In the Bachrach case (supra) the Supreme Court ruled that the Civil Code permits the agreement upon
a penalty apart from the interest. Should there be such an agreement, the penalty does not include the
interest, and as such the two are different and distinct things which may be demanded separately.
Reiterating the same principle in the later case of Equitable Banking Corp. (supra), where this Court
held that the stipulation about payment of such additional rate partakes of the nature of a penalty
clause, which is sanctioned by law.
IV.
Based on the finding that the GSIS had the legal right to impose an interest 9% per annum,
compounded monthly, on the loans of the Medinas and an interest of 9%/12% per annum on all due
and unpaid amortizations or installments, there is no question that the Medinas failed to settle their
accounts with the GSIS which as computed by the latter reached an outstanding balance of
P630,130.55 as of April 12, 1975 and that the GSIS had a perfect right to foreclose the mortgage.
In the same manner, there is obvious error in invalidating the extra-judicial foreclosure on the basis of
a typographical error in the Sheriff's Certificate of Sale which stated that the mortgage was foreclosed
on May 17, 1963 instead of February 17, 1963.

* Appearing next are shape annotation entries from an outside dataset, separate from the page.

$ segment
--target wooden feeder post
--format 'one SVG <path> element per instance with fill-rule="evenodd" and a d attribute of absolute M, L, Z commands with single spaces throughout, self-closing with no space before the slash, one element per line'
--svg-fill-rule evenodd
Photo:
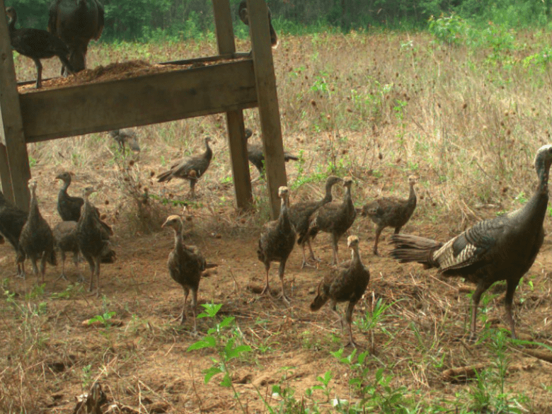
<path fill-rule="evenodd" d="M 4 0 L 0 0 L 0 178 L 6 198 L 24 211 L 29 209 L 29 157 L 19 108 L 13 56 Z"/>
<path fill-rule="evenodd" d="M 229 0 L 213 0 L 214 24 L 217 28 L 217 42 L 219 54 L 234 53 L 231 12 Z M 226 113 L 230 157 L 232 164 L 232 178 L 238 209 L 249 209 L 253 205 L 251 177 L 247 156 L 247 144 L 245 140 L 243 112 L 232 110 Z"/>
<path fill-rule="evenodd" d="M 265 169 L 268 184 L 268 197 L 272 219 L 280 215 L 280 201 L 278 188 L 287 185 L 284 160 L 284 144 L 280 124 L 276 76 L 268 30 L 268 13 L 265 0 L 247 0 L 249 30 L 255 81 L 257 85 L 257 102 L 259 106 L 260 128 L 263 131 L 263 149 Z"/>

There is merit in GSIS' contention that the Sheriff's Certificate of Sale is merely provisional in character
and is not intended to operate as an absolute transfer of the subject property, but merely to Identify
the property, to show the price paid and the date when the right of redemption expires (Section 27,
Rule 39, Rules of Court, Francisco, The Revised Rules of Court, 1972 Vol., IV-B, Part I, p. 681). Hence the
date of the foreclosed mortgage is not even a material content of the said Certificate. (Rollo, p. 174).
V.

PREMISES CONSIDERED, the decision of the Court of Appeals, in CA-G.R. No. 62541-R Medina, et al. v.
Government Service Insurance System et al., is hereby REVERSED and SET ASIDE, and a new one is
hereby RENDERED, affirming the validity of the extra-judicial foreclosure of the real estate mortgages
of the respondent-appellee spouses Medina dated April 4, 1962, as amended on July 6, 1962, and
February 17, 1963.
SO ORDERED.
Feria (Chairman), Fernan, Alampay and Gutierrez, Jr., JJ., concur.